Horse owners often ask ‘how is it some horses with broken legs can be fixed and some can't’. This is an interesting question as even though we are in the 21st century; surgical repair for major leg fractures is still very difficult. There still remains a large number of fractures that are not easily repaired.
In many instances; a fracture, even if repaired can mean the end of an athletic career and this is often a reason owners elect not to attempt to repair.
Horses usually break bones when performing; exerting themselves or travelling fast. The mere act of slowing up once a break occurs is not easy for 500kg going 30 km per hour. Supporting soft tissue structures like ligaments can sustain damage as well as a bone during this process. Damage to supporting structures as well as the bone complicates healing. A good blood supply to the fracture is critical for healing. Blood vessels are often associated with supporting soft tissue structures like ligaments and tendons so if they are damaged so is the legs blood supply.
To heal; bone fragments need to be rigidly held together where movement is minimised. Breaks resulting in multiple fragments where there is no clear bony column supporting the two ends of the broken bone leave the limb unstable. Plates long enough and strong enough to span large fragmented breaks are not commonly available. Specialised bone plates are available but some stocks are not held in the country and need to be sourced from overseas.
So called ‘open’ fractures are where the skin is opened and the bone ends exposed to hair, soil, etc so that the fracture is contaminated. The presence of infection at the surgical site can mean poor healing and bacteria like to grow on metal implants like plates and screws. Contamination at the fracture site drastically alters the chances of a good heal.
The sheer weight of horses can test the strength of plates and screws. Plates can bend and screws break. This is especially so when horses are recovering from anaesthesia - it's very hard and dangerous to hold them down or assist them to stand after surgery.
Figure 1 shows what can happen to a repair on anaesthetic recovery. If they struggle and flail, the repaired leg can be pulled apart or get damaged.

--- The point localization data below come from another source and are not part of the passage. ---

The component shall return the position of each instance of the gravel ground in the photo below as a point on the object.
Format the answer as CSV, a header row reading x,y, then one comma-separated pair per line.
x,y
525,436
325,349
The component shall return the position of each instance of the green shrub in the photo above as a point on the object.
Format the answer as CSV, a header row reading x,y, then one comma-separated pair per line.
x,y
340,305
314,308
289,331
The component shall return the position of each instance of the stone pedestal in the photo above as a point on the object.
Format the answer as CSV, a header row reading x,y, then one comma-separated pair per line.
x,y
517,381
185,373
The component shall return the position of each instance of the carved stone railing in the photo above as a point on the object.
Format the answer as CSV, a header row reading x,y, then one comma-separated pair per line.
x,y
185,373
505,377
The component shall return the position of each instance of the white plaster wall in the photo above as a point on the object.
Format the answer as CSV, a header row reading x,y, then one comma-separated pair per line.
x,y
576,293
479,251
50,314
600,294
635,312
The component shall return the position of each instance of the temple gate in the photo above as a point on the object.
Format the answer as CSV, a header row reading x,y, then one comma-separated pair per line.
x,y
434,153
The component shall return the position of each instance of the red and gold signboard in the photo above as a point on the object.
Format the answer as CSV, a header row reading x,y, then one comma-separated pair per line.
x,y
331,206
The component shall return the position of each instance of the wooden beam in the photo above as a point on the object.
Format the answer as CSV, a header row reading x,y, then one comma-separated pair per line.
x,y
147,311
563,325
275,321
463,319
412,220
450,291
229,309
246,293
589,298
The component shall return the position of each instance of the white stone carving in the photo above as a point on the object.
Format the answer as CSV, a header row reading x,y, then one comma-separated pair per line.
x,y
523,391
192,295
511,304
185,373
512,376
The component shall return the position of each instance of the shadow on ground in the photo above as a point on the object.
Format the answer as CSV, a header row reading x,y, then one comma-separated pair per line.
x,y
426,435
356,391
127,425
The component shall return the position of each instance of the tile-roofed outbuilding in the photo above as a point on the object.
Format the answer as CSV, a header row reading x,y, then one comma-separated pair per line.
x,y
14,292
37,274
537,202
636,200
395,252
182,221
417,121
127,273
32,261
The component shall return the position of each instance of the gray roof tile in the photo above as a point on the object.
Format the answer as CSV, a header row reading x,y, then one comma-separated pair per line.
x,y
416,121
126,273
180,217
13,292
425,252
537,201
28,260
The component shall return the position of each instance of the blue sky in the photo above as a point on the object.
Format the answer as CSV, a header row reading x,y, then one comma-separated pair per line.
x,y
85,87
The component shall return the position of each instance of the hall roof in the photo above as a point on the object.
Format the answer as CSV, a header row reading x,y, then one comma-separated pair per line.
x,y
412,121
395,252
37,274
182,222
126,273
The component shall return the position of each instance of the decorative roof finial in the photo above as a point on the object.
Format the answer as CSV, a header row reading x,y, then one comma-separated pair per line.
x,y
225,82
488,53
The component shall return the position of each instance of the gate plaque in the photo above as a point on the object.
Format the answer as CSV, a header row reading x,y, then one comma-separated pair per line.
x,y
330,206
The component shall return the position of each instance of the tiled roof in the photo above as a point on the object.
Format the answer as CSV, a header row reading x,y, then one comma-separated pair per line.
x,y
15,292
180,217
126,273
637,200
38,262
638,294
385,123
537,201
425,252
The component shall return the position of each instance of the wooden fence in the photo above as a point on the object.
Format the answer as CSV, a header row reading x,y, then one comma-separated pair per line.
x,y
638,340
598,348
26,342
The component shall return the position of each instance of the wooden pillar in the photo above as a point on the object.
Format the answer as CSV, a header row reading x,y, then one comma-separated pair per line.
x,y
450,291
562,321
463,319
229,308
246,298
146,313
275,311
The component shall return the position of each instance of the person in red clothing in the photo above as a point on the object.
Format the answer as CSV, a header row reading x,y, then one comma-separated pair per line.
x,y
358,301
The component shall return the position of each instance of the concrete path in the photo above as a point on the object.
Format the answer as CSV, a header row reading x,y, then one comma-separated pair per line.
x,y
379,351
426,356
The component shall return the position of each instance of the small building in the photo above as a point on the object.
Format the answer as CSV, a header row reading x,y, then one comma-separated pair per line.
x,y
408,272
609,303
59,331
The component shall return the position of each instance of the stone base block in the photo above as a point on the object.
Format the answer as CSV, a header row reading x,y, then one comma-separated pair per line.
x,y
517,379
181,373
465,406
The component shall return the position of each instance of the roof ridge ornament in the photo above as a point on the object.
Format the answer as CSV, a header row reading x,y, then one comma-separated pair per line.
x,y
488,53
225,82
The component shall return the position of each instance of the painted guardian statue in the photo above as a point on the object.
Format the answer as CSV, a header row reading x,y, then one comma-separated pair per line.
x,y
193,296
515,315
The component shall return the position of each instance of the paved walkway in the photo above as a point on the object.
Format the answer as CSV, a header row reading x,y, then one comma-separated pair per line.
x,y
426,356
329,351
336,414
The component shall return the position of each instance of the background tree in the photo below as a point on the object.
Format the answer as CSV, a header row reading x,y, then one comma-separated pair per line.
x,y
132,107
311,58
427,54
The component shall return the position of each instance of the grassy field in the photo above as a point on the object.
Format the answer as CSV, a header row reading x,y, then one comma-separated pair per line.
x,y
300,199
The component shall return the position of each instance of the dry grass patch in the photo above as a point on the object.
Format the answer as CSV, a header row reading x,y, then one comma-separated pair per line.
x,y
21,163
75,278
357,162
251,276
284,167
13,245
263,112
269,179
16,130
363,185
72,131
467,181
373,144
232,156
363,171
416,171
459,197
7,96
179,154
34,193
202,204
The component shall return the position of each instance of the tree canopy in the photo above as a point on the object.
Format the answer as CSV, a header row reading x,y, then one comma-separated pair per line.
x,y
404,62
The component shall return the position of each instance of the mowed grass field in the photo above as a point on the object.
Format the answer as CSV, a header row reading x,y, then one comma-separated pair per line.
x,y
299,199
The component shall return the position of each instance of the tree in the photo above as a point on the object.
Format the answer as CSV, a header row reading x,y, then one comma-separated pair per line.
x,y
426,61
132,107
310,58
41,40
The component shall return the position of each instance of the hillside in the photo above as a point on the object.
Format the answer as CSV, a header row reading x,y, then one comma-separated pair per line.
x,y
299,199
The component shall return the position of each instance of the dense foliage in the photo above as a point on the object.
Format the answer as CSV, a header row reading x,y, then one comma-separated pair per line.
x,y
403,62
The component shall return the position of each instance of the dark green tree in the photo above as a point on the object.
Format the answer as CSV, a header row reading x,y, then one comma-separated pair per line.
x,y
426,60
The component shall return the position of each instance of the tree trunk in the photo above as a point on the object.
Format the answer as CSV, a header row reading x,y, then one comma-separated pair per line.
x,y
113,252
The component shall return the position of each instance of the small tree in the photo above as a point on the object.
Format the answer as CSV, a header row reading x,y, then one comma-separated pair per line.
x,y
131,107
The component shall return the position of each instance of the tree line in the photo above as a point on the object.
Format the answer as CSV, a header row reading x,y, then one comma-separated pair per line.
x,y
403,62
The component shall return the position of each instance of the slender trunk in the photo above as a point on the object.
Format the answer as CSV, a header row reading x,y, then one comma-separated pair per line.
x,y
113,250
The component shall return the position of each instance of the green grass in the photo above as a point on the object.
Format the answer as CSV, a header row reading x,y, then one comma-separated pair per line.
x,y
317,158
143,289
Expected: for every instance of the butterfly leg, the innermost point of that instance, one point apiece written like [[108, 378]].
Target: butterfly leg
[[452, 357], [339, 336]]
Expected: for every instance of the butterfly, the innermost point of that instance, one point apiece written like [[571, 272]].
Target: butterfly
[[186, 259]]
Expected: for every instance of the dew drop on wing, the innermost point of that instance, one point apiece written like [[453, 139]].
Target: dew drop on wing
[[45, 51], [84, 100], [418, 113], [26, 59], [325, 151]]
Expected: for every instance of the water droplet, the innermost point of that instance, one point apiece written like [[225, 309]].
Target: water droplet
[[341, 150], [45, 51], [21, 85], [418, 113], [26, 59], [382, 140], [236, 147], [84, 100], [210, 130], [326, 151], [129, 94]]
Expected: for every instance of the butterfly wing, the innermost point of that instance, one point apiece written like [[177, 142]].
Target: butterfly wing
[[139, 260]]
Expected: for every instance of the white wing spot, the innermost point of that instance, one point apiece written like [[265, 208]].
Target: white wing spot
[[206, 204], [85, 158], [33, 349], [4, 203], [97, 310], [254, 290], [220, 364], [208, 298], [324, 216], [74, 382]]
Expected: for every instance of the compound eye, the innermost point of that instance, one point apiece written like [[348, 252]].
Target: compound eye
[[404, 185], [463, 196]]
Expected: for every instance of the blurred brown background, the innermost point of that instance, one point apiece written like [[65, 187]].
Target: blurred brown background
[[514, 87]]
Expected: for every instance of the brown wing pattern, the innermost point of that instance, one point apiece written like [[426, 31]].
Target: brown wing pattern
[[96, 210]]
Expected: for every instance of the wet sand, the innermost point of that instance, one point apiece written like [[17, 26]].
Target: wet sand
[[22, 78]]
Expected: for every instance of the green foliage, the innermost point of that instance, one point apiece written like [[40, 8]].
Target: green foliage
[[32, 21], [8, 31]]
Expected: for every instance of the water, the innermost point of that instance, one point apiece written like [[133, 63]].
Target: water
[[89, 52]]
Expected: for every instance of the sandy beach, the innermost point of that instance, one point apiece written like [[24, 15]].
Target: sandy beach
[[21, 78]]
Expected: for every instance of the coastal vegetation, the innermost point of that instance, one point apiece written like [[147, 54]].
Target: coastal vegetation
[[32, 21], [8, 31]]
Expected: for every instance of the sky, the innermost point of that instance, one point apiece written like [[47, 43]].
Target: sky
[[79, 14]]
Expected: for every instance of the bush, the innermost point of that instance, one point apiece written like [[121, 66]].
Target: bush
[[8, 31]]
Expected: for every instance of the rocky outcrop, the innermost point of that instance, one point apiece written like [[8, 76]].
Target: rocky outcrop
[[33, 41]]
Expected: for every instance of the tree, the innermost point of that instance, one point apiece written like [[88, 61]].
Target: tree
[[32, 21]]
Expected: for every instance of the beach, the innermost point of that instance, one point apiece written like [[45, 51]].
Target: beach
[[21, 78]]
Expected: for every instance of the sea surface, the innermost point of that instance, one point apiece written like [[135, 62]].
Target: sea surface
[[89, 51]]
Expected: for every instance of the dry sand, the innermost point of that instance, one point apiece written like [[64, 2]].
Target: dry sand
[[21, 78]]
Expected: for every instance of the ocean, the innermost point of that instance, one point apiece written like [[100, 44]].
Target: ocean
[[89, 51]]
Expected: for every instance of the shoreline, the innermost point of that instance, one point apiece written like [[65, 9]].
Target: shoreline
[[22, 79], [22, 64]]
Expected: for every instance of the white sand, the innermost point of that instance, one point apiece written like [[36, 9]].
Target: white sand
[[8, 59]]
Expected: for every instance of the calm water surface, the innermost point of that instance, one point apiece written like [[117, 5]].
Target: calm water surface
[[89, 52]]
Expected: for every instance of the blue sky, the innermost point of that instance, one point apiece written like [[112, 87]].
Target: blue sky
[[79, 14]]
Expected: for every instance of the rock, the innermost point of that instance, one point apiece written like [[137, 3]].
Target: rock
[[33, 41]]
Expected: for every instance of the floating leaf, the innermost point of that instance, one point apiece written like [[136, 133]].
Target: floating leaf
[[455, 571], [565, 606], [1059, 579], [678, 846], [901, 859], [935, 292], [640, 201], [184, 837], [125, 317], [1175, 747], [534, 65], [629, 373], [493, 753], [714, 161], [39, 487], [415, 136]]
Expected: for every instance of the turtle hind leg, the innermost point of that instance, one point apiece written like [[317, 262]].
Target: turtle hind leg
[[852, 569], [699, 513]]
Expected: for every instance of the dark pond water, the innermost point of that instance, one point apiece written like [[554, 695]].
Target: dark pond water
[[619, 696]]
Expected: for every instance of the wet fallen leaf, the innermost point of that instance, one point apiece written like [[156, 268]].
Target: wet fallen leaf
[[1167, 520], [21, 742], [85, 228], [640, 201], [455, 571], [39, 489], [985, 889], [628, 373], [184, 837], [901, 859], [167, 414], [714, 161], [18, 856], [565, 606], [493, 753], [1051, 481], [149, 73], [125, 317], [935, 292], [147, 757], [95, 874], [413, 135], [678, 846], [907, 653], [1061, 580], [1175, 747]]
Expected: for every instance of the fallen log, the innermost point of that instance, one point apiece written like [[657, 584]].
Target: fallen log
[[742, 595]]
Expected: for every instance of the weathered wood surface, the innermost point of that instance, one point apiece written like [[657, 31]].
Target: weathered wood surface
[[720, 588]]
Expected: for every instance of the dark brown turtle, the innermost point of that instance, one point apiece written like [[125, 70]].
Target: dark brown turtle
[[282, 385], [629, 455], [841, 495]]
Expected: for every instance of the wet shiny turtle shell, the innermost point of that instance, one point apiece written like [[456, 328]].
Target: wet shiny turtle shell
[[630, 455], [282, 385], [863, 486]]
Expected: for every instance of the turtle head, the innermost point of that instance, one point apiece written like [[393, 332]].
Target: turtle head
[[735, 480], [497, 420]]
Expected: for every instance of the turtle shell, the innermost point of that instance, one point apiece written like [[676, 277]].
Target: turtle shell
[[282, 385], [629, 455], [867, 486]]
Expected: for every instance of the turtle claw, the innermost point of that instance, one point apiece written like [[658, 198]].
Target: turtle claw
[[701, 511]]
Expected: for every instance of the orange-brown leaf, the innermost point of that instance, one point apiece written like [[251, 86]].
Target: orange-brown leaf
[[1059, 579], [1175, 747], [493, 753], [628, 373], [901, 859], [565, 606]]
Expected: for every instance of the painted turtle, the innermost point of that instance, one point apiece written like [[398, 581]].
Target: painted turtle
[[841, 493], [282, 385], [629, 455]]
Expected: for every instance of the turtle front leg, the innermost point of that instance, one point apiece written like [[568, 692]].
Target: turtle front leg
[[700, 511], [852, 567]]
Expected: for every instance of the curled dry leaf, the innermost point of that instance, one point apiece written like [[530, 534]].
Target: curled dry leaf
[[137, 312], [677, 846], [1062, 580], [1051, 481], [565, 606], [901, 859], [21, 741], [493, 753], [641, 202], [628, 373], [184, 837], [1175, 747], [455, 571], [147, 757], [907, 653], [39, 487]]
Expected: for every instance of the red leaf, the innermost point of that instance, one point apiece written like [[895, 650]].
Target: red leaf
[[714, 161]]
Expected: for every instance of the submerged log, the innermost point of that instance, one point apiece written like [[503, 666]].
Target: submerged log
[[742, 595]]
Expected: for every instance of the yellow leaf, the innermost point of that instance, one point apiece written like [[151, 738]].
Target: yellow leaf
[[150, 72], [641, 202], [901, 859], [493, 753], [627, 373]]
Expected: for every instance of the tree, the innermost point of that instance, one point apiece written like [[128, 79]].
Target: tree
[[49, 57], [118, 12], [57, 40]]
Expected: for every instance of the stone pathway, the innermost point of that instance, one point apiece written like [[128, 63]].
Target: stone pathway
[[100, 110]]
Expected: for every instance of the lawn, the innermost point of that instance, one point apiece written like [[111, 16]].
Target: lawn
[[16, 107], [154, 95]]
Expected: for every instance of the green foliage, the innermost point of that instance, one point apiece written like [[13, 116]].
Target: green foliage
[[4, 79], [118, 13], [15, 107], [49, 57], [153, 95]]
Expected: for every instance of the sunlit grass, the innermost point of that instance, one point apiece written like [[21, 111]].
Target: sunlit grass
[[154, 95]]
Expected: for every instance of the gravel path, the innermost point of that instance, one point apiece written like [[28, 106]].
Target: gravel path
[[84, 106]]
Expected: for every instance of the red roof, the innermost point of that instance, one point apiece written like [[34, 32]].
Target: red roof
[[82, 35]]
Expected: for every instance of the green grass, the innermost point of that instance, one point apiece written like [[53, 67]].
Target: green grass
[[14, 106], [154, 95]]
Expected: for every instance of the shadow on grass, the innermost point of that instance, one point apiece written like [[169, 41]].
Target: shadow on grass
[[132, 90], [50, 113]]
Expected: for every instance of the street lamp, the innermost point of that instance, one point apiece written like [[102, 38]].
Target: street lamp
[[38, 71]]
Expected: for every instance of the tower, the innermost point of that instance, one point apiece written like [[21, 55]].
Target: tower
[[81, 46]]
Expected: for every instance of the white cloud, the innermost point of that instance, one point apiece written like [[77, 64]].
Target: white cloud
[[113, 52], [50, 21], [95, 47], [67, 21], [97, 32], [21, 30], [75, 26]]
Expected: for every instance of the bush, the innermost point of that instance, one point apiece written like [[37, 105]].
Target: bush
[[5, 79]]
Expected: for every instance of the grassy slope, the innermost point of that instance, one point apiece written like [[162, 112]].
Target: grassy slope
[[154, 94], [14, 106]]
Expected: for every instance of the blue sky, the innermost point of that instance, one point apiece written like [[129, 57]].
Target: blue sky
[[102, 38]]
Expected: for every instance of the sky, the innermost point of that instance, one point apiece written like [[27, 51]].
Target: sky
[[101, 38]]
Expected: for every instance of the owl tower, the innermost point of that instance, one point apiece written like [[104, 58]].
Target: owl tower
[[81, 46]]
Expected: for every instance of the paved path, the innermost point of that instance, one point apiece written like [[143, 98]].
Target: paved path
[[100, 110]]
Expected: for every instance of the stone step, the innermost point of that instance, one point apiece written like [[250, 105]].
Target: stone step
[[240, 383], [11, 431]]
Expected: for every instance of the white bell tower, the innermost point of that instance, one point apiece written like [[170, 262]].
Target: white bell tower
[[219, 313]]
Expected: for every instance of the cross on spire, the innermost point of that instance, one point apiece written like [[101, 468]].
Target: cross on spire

In an effort to minimise the issues with anaesthetic recovery; many leg fractures are performed standing using sedation and local anaesthesia to numb the area. While this is technically more difficult, horses do not have to recover from anaesthesia.
The repair of the fracture shown in Figure 2 was performed on a standing horse. The finished repair is in Figure 3. Figure 4 shows standing screw placement into a knee fracture.
Some horses do not cope well with being confined and having their leg cast or heavily bandaged - these types of horses can be distressed and their natural response is to escape - trying to use their damaged leg.
However, luckily there are some breaks that we can fix. Incomplete cracks where the bone is not displaced like cannon bone or pastern fractures are among the commonest fractures we repair. Figure 5 shows a simple pastern fracture. The finished repair is seen in Figure 6. Some of the complex fractures in foals that have a smaller bodyweight are amenable to the more commonly available bone plates. Some fractures like pedal bone breaks heal very well with just confinement.
So while a number of traditionally difficult to repair fractures can now be tackled we still have a long way to go in fixing broken bones.